Around them in the gymnasium, other victims would settle down in a few hours, but also, on camp beds set up a little further, firefighters who would take advantage of a short night’s sleep before resuming service at ‘dawn’.
“There is also a base camp for volunteers, for civil protection, for the armed forces, who can rest,” explains Stefania Corfiati, a volunteer social worker recently arrived from Bologna, about fifty kilometers from the places Was.
On this rainy day, the gym entrance where water bottles, sandwiches and pastries are kept is always full.

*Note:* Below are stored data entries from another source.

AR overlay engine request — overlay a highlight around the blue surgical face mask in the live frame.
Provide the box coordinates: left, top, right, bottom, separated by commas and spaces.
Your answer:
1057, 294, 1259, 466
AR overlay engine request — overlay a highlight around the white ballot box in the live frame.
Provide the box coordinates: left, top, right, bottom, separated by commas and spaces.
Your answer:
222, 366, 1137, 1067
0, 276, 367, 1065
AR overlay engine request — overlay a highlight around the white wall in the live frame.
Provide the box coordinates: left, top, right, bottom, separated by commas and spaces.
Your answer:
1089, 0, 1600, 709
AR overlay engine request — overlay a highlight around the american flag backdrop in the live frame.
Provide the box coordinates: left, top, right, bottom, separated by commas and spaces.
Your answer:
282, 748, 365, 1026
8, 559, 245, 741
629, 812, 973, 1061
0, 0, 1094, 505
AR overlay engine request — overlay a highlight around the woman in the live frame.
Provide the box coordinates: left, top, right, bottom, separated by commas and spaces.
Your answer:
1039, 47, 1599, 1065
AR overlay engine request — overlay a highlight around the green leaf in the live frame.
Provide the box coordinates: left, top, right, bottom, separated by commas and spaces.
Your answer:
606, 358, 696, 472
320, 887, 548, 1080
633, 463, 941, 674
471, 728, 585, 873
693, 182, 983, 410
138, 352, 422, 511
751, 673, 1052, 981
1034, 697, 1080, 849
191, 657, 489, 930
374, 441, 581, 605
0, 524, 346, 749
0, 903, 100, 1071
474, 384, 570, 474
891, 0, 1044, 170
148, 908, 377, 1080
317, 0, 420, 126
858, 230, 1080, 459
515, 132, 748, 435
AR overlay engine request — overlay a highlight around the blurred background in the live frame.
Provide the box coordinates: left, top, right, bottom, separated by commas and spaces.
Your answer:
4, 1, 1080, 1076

Volunteers and other firefighters rub shoulders, eat, discuss in an almost constant flow.
In the hostel, the hubbub of rescue workers and volunteers reverberates late into the evening, lulling the dozens of victims in the enclosure to sleep.
– “Like Home” –
On Monday evening, the city of 10,000 residents conducted a preventive evacuation of about 200 people before the city was flooded the next day.
To reach the gymnasium, it is now a mud-covered town that must be crossed first. Dirty water washed away everything, sowed desolation.
“After this disaster, it is important that everyone feels at home here,” defends Paola Barilli, who oversees about sixty volunteers in the city.
Here, “everyone is welcome, even the animals!”, says this energetic fifty-year-old. As proof, she wants to welcome a family who came with nine cats.
At the entrance to the complex, paper towels, blankets and cloth bags brought by local residents are piled along the wall.
As the day progresses, the rows of boxes gradually move towards the middle of the room – everyone hoping to live “as normal a life as possible”.